Topics: Africa, Igbo people, Colonialism Pages: 3 (1042 words) Published: December 13, 2012
By the start of the 20th century, Colonial rule by both the French and the British in Southern Africa had rising expenditure costs. The British method of indirect rule in their colonies, created by Frederick Lugard to leave existing government as it is, had far lower costs than the French method of direct rule. Nonetheless taxation stood as the universal method of keeping all colonies cheap and straightforwardly ran. African’s disgust with a white man telling them to pay for the white man’s endeavors had taken a toll. Protest of colonial rule threatened to endanger British indirect rule. The British would take steps to prevent this from happening. Methods Africans used to protest Colonial rule during the first decades of the 20th century included a religious opposition, a radical confrontation, and a political resistance.

The religious opposition to colonial regulation was focused around the Watchtower Movement in Central Africa.

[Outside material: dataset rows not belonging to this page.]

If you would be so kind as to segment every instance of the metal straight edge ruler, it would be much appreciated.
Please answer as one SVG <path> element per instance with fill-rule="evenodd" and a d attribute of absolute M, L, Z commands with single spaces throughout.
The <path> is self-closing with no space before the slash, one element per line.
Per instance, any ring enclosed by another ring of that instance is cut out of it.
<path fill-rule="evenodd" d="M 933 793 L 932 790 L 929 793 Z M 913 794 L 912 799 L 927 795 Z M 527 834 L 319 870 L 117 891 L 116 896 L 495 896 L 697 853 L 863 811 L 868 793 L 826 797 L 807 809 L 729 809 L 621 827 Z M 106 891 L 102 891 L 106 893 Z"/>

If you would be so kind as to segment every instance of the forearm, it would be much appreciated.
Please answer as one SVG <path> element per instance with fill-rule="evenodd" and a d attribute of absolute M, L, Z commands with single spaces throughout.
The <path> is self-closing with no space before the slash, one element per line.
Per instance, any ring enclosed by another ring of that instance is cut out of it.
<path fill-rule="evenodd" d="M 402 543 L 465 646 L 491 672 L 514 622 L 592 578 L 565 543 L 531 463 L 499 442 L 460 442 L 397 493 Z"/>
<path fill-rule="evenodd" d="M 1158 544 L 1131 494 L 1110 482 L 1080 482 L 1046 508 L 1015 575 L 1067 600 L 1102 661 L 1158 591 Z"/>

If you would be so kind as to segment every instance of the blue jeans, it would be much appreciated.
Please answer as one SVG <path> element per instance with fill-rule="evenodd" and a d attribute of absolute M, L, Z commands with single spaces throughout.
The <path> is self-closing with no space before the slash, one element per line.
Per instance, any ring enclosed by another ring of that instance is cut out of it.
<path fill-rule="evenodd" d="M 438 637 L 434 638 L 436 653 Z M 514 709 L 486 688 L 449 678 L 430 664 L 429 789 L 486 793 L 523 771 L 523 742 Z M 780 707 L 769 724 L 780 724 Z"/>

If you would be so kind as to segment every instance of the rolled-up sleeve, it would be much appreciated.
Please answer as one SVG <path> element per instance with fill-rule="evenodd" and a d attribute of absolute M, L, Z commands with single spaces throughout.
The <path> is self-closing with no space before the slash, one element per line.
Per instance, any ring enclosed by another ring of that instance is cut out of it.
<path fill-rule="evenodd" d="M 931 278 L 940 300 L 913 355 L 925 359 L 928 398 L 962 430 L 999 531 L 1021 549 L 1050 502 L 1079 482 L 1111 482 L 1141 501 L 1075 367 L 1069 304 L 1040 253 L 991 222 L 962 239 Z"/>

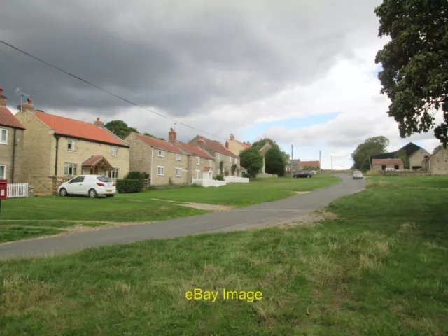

At the turn of the 20th century, a hut tax was being imposed in Zambia by the British which increased Africans’ feeling of animosity towards the colonists. Missionaries were also now requiring fees for hospitals and schools in order to maintain an inexpensive and modest colony. Most Africans sought to be baptized in hope of going to heaven. The problem with being baptized now was that a person had to be able to read scriptures to be able to be baptized. However since Africans couldn’t afford to pay for school to learn how to read scriptures, they were being denied a peaceful afterlife. Opposition to the main stream religion started in Malawi in 1908 when Elliot Kenan Kamwana started to take a very literal view of the Bible. In rebellion, Kamwana openly preached about the removal of restrictions on polygamy and drinking in which mainstream religion denied. In addition, there was a gaining majority of people who listened to Kamwana’s message against taxation, paying for education, and the refusal to baptize people who couldn’t read...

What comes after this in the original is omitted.